Umdocumentário de 2025, *The Age of Disclosure*, que ainda não assisti, esmiuça uma série de relatos vindos de profissionais de alto escalão e dá mais credibilidade ao assunto. E neste ano, logo menos em junho, haverá o lançamento de *The Disclosure Day* (*O Dia D*), de Steven Spielberg, que também fala de disclosure. A quantidade de pessoas sérias falando do tema me impressiona a cada dia.

Por que tudo isso agora? Por que essa avalanche de documentários, filmes, informações e podcasts sobre o assunto, somente agora?

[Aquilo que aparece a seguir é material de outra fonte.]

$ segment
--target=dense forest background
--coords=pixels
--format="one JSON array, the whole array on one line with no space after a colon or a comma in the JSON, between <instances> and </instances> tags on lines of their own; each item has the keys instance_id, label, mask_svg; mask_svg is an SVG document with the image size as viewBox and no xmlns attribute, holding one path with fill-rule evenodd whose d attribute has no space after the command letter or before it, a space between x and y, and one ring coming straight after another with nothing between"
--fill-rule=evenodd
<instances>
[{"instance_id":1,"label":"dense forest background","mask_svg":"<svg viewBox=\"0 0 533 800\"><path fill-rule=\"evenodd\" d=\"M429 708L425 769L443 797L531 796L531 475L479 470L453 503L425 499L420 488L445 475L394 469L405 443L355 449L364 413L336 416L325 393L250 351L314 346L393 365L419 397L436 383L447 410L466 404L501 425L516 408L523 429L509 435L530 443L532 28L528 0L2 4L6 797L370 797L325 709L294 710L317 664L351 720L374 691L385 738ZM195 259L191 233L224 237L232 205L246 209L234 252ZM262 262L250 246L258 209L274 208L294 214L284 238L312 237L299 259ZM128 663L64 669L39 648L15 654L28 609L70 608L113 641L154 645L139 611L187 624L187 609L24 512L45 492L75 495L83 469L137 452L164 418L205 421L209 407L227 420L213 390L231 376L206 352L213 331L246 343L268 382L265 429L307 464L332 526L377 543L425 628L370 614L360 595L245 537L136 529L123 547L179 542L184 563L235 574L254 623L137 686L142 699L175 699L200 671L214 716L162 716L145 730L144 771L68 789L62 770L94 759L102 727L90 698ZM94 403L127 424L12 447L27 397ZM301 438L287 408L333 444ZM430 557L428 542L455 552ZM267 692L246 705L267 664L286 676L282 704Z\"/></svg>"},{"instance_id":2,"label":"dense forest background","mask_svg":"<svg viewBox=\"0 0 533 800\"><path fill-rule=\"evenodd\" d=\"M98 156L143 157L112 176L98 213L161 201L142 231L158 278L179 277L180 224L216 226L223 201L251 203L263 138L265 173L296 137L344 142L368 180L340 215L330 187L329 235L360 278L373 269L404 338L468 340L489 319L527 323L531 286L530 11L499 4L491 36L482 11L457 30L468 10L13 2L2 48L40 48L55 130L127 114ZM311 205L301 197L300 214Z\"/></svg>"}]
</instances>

Bashar está certo?

2026, o ano do disclosure

Bashar chama 2026 de “*the year of disclosure*” e 2027 de “*the year everything changes*“. Ele afirma que em 2026 tudo o que é podre, tudo que está *behind the scenes* (atrás das cortinas), tudo o que é de baixa vibração, virá à tona — pra que a frequência da humanidade possa vibrar mais elevada, o que ajudaria com a chegada dos seres extraterrestres, que vibram em uma energia mais alta.

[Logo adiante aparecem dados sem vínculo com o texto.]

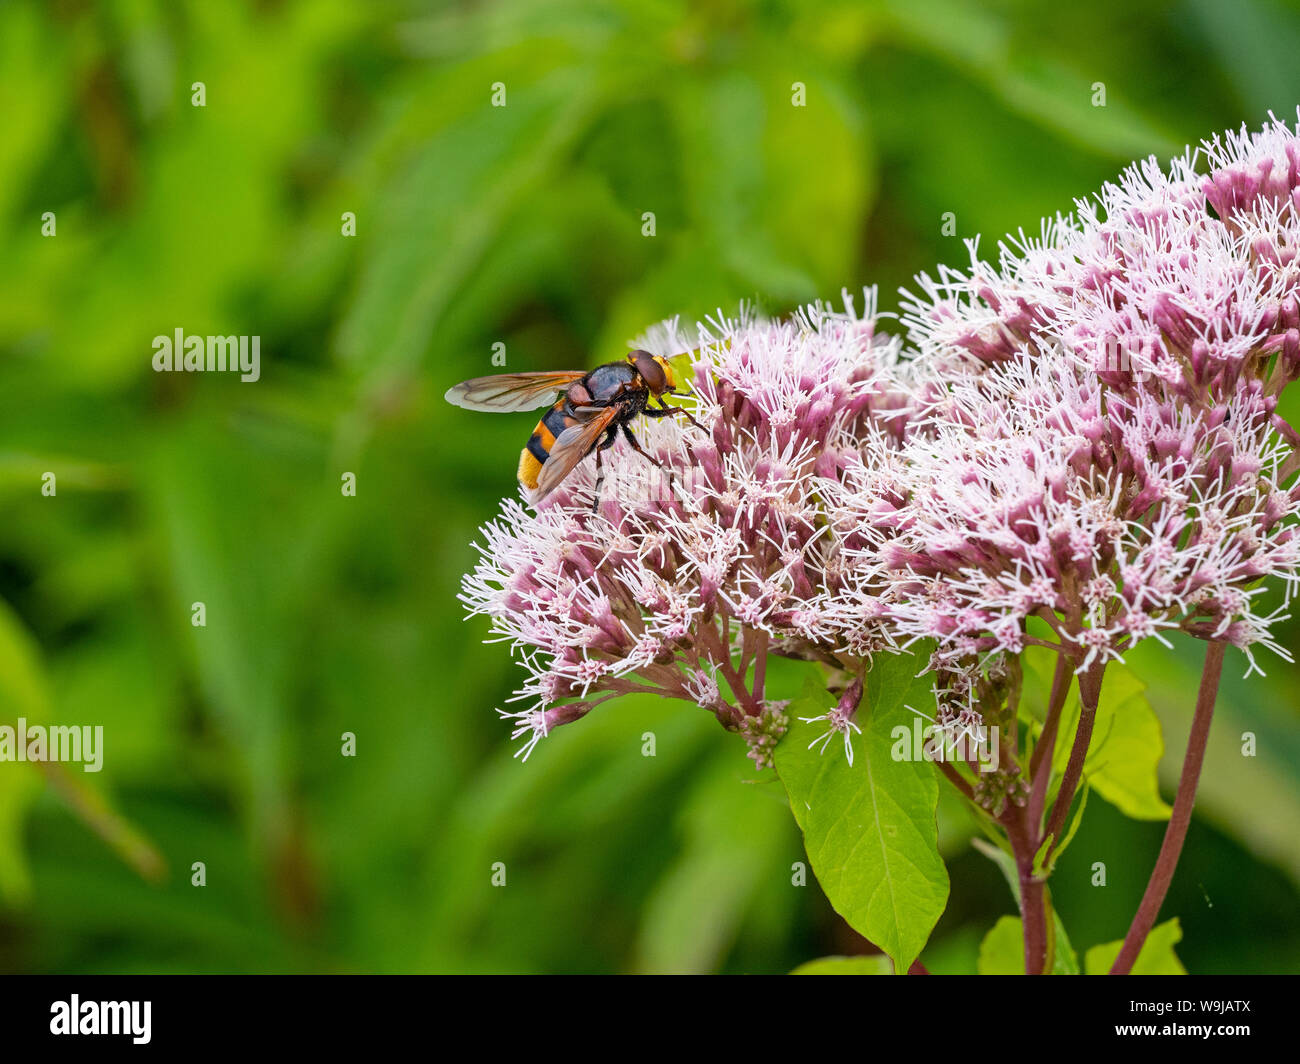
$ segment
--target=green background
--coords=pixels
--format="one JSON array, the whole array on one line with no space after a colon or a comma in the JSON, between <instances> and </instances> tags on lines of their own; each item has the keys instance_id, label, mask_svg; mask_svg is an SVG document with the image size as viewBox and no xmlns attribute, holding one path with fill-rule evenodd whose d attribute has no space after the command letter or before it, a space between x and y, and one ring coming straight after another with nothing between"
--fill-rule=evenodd
<instances>
[{"instance_id":1,"label":"green background","mask_svg":"<svg viewBox=\"0 0 1300 1064\"><path fill-rule=\"evenodd\" d=\"M106 733L98 775L0 763L0 969L863 949L791 885L780 787L708 715L629 699L511 759L521 674L456 594L531 421L442 393L495 343L574 368L741 299L878 283L891 310L964 238L1293 117L1298 53L1273 0L0 4L0 719ZM262 379L154 373L177 327L259 335ZM1199 648L1155 651L1169 795ZM1194 972L1300 971L1300 672L1265 667L1229 657L1165 909ZM973 970L1012 902L941 812L923 959ZM1089 803L1054 880L1080 952L1122 936L1161 833Z\"/></svg>"}]
</instances>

E só isso que ele fala já dá uma credibilidade enorme — porque olhe o que está acontecendo no mundo e no Brasil. Não vou citar; você pode procurar por si mesmo a podridão que tem vindo à tona, na nossa cara. Parece que as leituras que ele faz têm sido confirmadas — e digo *leitura* e não *previsão*, porque ele diz que o futuro não está definido. Há somente uma probabilidade de caminhos, de acordo com a energia e vibração do momento (*hello*, física quântica).

Recentemente decidi perguntar ao Gemini se existem outras pessoas falando sobre essa dupla de anos 2026-2027. E sim, existem algumas outras que arriscam uma data — como [Chris Bledsoe](https://www.youtube.com/watch?v=-8Hxp5885BM). Mas o mais impressionante pra mim foi [este vídeo de 2023 com John Ramirez](https://www.youtube.com/watch?v=KF1fzxg07p0&t=407s), um aposentado da CIA, falando sobre o ano de 2027 — afirma que o governo americano sabe que essa é a data limite, que *eles* vão aparecer, e que portanto é melhor preparar a população.

Olha que loucura.

Como me preparo

Eu já estou esperando as naves em 2027. Esse fato é algo bastante real para mim.

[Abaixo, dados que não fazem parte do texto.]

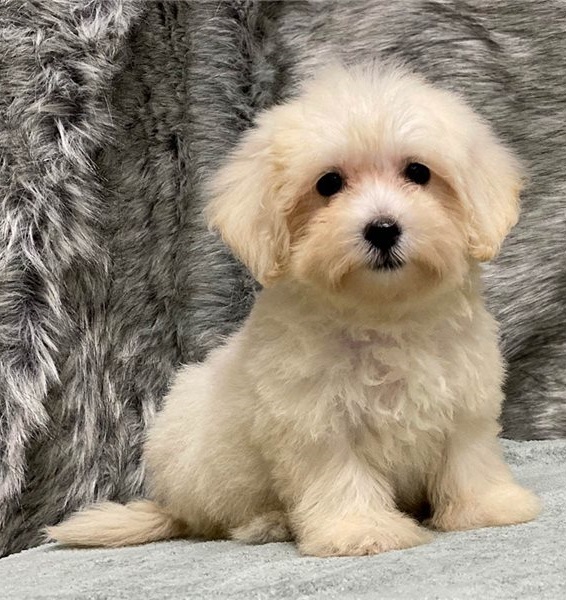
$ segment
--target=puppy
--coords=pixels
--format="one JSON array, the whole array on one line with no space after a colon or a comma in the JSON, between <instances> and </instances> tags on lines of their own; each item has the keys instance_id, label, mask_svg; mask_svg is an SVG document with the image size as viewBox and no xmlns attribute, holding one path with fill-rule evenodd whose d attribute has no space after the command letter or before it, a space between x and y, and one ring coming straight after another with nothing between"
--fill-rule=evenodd
<instances>
[{"instance_id":1,"label":"puppy","mask_svg":"<svg viewBox=\"0 0 566 600\"><path fill-rule=\"evenodd\" d=\"M478 266L520 186L486 123L398 66L332 67L262 114L208 218L263 291L177 375L145 447L151 500L49 536L365 555L533 519L497 439L504 368ZM428 529L410 516L423 503Z\"/></svg>"}]
</instances>

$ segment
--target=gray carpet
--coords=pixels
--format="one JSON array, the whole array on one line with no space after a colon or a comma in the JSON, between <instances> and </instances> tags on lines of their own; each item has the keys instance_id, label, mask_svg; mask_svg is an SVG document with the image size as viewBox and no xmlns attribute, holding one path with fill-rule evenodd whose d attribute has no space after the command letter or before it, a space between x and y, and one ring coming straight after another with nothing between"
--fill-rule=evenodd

Msa, e se elas não vierem? Vai ser um alívio, pra falar a verdade. Não me incomodo de estar errada — ainda mais em um assunto desse calibre.

Mas e se chegarem? Como me preparo?

Todas as respostas que tive com relação a essa pergunta — do meu Eu Superior, do tarot, dos gurus espirituais — é a mesma: **pra dentro**. Não adianta procurar segurança no mundo lá fora (e olha que, na minha fase de desespero logo depois da aceitação desse fato, a busca por segurança externa foi intensa). O que vai nos manter saudáveis durante a loucura é nos prepararmos internamente. Como numa tempestade: você não pode pará-la, mas pode preparar seu espírito, sua emoção, para o que vai vir.

E é isso que tenho tentado fazer. Quanto mais barulho lá fora, mais eu me enrolo em mim mesma e nas pessoas que amo. Busco mais respostas internas, tento praticar mais meditação, caminhada, estar na natureza, enxergar as coisas bonitas da vida.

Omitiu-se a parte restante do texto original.